First we need to create a synthetic division table.
Step 1 : Write down the coefficients of the dividend into division table. Put the zero from $ x -3 = 0 $ ( $ x = \color{blue}{ 3 } $ ) at the left.
$$ \begin{array}{c|rrrr}\color{blue}{3}&-3&9&2&-4\\& & & & \\ \hline &&&& \end{array} $$Step 1 : Bring down the leading coefficient to the bottom row.
$$ \begin{array}{c|rrrr}3&\color{orangered}{ -3 }&9&2&-4\\& & & & \\ \hline &\color{orangered}{-3}&&& \end{array} $$Step 2 : Multiply by the number on the left, and carry the result into the next column: $ \color{blue}{ 3 } \cdot \color{blue}{ \left( -3 \right) } = \color{blue}{ -9 } $.
$$ \begin{array}{c|rrrr}\color{blue}{3}&-3&9&2&-4\\& & \color{blue}{-9} & & \\ \hline &\color{blue}{-3}&&& \end{array} $$Step 3 : Add down last column: $ \color{orangered}{ 9 } + \color{orangered}{ \left( -9 \right) } = \color{orangered}{ 0 } $
$$ \begin{array}{c|rrrr}3&-3&\color{orangered}{ 9 }&2&-4\\& & \color{orangered}{-9} & & \\ \hline &-3&\color{orangered}{0}&& \end{array} $$Step 4 : Multiply by the number on the left, and carry the result into the next column: $ \color{blue}{ 3 } \cdot \color{blue}{ 0 } = \color{blue}{ 0 } $.
$$ \begin{array}{c|rrrr}\color{blue}{3}&-3&9&2&-4\\& & -9& \color{blue}{0} & \\ \hline &-3&\color{blue}{0}&& \end{array} $$Step 5 : Add down last column: $ \color{orangered}{ 2 } + \color{orangered}{ 0 } = \color{orangered}{ 2 } $
$$ \begin{array}{c|rrrr}3&-3&9&\color{orangered}{ 2 }&-4\\& & -9& \color{orangered}{0} & \\ \hline &-3&0&\color{orangered}{2}& \end{array} $$Step 6 : Multiply by the number on the left, and carry the result into the next column: $ \color{blue}{ 3 } \cdot \color{blue}{ 2 } = \color{blue}{ 6 } $.

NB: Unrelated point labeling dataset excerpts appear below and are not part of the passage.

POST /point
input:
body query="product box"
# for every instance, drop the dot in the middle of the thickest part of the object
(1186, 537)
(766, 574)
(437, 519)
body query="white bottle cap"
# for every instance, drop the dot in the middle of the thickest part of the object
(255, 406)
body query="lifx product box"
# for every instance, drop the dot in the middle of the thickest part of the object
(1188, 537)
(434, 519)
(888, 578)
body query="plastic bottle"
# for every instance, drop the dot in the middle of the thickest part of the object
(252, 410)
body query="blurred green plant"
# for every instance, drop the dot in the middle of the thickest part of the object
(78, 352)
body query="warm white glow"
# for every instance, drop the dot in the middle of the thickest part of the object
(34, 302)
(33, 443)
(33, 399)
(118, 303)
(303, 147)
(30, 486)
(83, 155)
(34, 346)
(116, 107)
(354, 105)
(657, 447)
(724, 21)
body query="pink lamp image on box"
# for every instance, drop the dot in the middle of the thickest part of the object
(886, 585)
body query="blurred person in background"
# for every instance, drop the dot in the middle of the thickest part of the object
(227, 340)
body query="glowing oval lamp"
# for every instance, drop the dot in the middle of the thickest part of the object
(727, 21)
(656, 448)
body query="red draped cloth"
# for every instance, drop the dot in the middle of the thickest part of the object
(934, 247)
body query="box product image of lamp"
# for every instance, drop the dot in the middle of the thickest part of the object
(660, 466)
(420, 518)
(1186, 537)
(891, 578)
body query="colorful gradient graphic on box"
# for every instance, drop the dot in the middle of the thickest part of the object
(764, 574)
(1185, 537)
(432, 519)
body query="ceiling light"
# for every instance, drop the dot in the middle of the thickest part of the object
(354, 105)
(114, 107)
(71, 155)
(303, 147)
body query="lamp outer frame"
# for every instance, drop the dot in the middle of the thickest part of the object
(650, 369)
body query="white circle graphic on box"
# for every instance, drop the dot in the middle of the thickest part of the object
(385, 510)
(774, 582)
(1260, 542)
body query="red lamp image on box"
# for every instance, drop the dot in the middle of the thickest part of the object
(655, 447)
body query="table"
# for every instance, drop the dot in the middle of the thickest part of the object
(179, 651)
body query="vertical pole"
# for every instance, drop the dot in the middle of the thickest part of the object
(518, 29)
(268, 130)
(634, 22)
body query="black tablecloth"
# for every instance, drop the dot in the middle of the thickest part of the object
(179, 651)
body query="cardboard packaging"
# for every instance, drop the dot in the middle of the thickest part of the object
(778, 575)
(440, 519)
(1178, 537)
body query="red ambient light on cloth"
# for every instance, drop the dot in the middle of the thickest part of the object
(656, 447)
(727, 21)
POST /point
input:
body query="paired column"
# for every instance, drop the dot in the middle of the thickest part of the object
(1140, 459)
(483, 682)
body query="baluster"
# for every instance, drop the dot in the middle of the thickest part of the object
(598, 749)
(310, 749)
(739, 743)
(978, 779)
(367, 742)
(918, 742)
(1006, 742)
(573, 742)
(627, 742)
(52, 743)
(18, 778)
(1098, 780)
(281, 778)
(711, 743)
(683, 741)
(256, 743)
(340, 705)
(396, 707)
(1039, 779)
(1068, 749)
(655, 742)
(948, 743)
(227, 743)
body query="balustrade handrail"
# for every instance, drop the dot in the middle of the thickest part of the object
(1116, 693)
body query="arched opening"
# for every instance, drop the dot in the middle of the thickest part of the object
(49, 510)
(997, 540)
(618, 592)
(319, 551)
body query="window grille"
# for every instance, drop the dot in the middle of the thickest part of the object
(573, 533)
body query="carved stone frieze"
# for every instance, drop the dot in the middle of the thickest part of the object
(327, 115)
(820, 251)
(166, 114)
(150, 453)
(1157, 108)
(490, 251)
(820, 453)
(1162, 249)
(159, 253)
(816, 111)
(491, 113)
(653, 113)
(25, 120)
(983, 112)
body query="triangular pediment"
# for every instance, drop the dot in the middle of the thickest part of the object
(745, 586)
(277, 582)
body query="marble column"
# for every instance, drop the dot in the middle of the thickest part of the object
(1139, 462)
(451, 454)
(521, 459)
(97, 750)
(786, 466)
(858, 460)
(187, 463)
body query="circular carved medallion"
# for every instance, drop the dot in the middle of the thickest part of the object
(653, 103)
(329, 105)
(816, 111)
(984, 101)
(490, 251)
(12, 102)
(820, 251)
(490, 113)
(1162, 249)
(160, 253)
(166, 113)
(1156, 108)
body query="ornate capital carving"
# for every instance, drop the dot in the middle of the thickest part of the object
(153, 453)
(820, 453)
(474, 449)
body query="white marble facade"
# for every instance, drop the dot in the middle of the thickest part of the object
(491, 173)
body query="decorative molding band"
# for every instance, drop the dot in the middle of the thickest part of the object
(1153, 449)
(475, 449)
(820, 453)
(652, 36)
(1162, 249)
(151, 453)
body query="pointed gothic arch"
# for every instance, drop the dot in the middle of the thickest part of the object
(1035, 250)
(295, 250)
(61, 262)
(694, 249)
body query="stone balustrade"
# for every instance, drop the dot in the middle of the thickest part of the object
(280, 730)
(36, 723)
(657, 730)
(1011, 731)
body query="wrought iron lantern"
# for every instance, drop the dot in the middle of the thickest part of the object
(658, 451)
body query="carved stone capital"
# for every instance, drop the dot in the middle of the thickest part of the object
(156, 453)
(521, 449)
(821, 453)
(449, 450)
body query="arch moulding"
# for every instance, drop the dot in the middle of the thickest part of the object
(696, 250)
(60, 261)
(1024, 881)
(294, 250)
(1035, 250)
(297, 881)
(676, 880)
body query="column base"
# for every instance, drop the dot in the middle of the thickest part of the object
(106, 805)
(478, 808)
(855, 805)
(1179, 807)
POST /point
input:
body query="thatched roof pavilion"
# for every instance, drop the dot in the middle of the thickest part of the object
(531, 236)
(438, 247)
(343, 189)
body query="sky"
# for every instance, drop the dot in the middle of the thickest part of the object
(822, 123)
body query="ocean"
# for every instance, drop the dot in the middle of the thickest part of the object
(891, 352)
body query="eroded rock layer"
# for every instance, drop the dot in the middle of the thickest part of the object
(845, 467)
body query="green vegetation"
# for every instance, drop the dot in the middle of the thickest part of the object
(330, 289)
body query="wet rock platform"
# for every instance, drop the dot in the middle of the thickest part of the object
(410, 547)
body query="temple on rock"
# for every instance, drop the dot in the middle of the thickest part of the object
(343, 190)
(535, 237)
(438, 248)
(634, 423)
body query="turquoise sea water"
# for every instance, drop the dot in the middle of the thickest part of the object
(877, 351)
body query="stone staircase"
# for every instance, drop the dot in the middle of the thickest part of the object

$$ \begin{array}{c|rrrr}\color{blue}{3}&-3&9&2&-4\\& & -9& 0& \color{blue}{6} \\ \hline &-3&0&\color{blue}{2}& \end{array} $$Step 7 : Add down last column: $ \color{orangered}{ -4 } + \color{orangered}{ 6 } = \color{orangered}{ 2 } $
$$ \begin{array}{c|rrrr}3&-3&9&2&\color{orangered}{ -4 }\\& & -9& 0& \color{orangered}{6} \\ \hline &\color{blue}{-3}&\color{blue}{0}&\color{blue}{2}&\color{orangered}{2} \end{array} $$Remainder is the last entry in the bottom row $ \left(\color{red}{ 2 }\right)$.